10.1038/s41593-018-0126-0

PMID

29632359

Abstract

'Sundowning' in dementia and Alzheimer's disease is characterized by early-evening agitation and aggression. While such periodicity suggests a circadian origin, whether the circadian clock directly regulates aggressive behavior is unknown. We demonstrate that a daily rhythm in aggression propensity in male mice is gated by GABAergic subparaventricular zone (SPZGABA) neurons, the major postsynaptic targets of the central circadian clock, the suprachiasmatic nucleus.

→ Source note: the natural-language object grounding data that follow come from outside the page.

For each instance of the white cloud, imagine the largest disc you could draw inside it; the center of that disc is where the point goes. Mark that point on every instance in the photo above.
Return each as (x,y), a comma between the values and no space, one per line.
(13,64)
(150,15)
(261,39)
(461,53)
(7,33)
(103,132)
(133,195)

Optogenetic mapping revealed that SPZGABA neurons receive input from vasoactive intestinal polypeptide suprachiasmatic nucleus neurons and innervate neurons in the ventrolateral part of the ventromedial hypothalamus (VMH), which is known to regulate aggression. Additionally, VMH-projecting dorsal SPZ neurons are more active during early day than early night, and acute chemogenetic inhibition of SPZGABA transmission phase-dependently increases aggression. Finally, SPZGABA-recipient central VMH neurons directly innervate ventrolateral VMH neurons, and activation of this intra-VMH circuit drove attack behavior. Altogether, we reveal a functional polysynaptic circuit by which the suprachiasmatic nucleus clock regulates aggression.